Controversy reigned at a high-profile mathfishing festival last week following claims that one of the competitors attempted to ‘fix’ the outcome.
The four-day event at leading commercial venue Heronbrook Fishery was marred by cries of foul play after Wrexham rod Mark Pleavin returned part of his potential section-winning catch in a bid to influence the result in favour of a fellow angler, it is claimed. After a barrage of criticism from other competitors and also Heronbrook boss Neil Dale, Pleavin has this week offered a public apology for his actions, which he insists he regrets.
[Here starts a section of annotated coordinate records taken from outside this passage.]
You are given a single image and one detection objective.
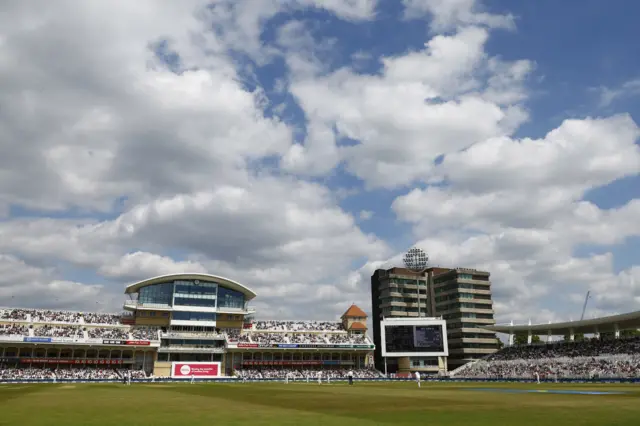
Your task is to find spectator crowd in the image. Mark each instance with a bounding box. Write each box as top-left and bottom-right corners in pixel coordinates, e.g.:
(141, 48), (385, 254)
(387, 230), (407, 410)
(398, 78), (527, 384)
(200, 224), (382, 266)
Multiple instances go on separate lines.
(239, 331), (368, 345)
(253, 321), (344, 331)
(0, 324), (29, 336)
(131, 327), (159, 340)
(0, 309), (122, 325)
(455, 337), (640, 379)
(0, 366), (147, 381)
(33, 325), (84, 338)
(82, 312), (122, 325)
(87, 327), (129, 340)
(235, 368), (383, 381)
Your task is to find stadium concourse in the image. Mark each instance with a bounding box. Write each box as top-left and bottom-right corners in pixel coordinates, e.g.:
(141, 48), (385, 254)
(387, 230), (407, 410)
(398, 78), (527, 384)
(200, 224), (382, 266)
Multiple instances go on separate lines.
(0, 274), (379, 381)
Incidents unfolded on the Island Lake at the Slindon, Staffordshire venue, during the final match of the annual Four-Day Festival contested by 100 anglers. Pleavin had no chance of figuring in the overall festival results, but fellow Wrexham angler Ian Leech, on the next peg, was sitting in second place.
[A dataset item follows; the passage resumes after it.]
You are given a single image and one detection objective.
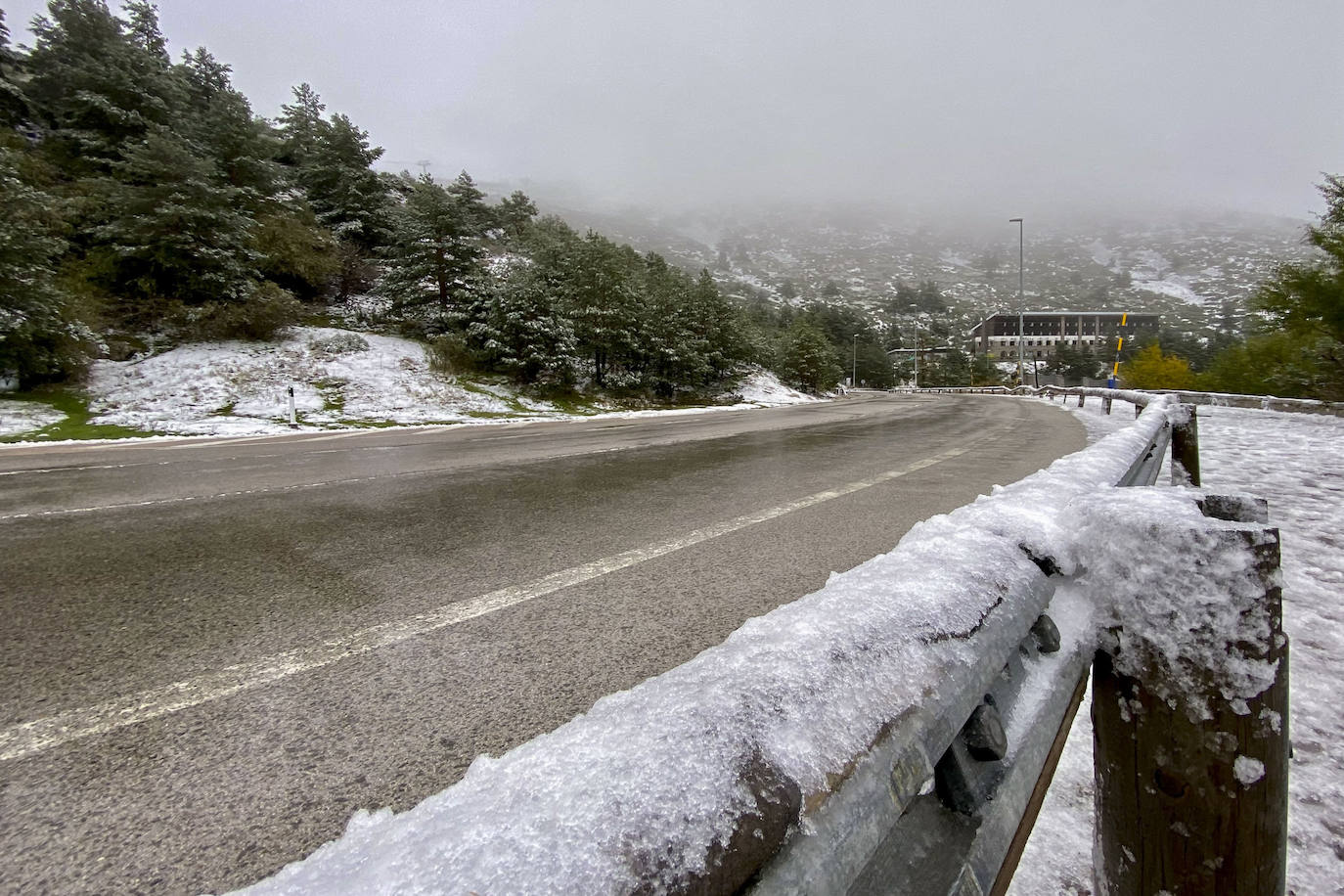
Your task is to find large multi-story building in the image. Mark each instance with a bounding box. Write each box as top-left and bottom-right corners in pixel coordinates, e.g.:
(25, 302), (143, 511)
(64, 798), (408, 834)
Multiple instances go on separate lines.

Leech weighed in first and recorded 65lb 4oz, before Pleavin put 35lb of F1s on the scales in his first net, with his second net of bigger fish still to be weighed by venue owner Neil. He placed half of these in a weigh net which was taken to the scales by Neil, before he was seen to put the rest of them back into the lake.
Pleavin’s reduced catch was recorded at 53lb 10oz, giving Leech a precious section win. “I’d like to apologise to all concerned. It was the last day of the third festival I’d fished in as many weeks and I was battered and a bit fed up, but that’s no excuse. I don’t even know how much I tipped back and whether it would have won me any money or not, but I did not intend to affect any results,” said Pleavin.
But fishery owner Neil refused to let the result stand as it was, having witnessed the antics first-hand.
“I gave Ian our points for a section second, rather than five for a win, because that is here I know he finished in reality. Mark obviously had something in the region of 80lb. As a consequence Ian finished sixth overall, rather than second. You cannot pull stunts like this with so much money at stake, it’s wrong and I took over 20 calls from anglers the following day supporting my actions.
“I heard Mark say to Ian ‘I think I’ve done you’ during his weigh-in, but if he had weighed in all his catch he would probably have won £140, so why did he do it?” asked Neil.
Pleavin insisted that he ha no financial gain for the return of part of his catch as he “was not haring winnings with Ian Leech or any other angler”.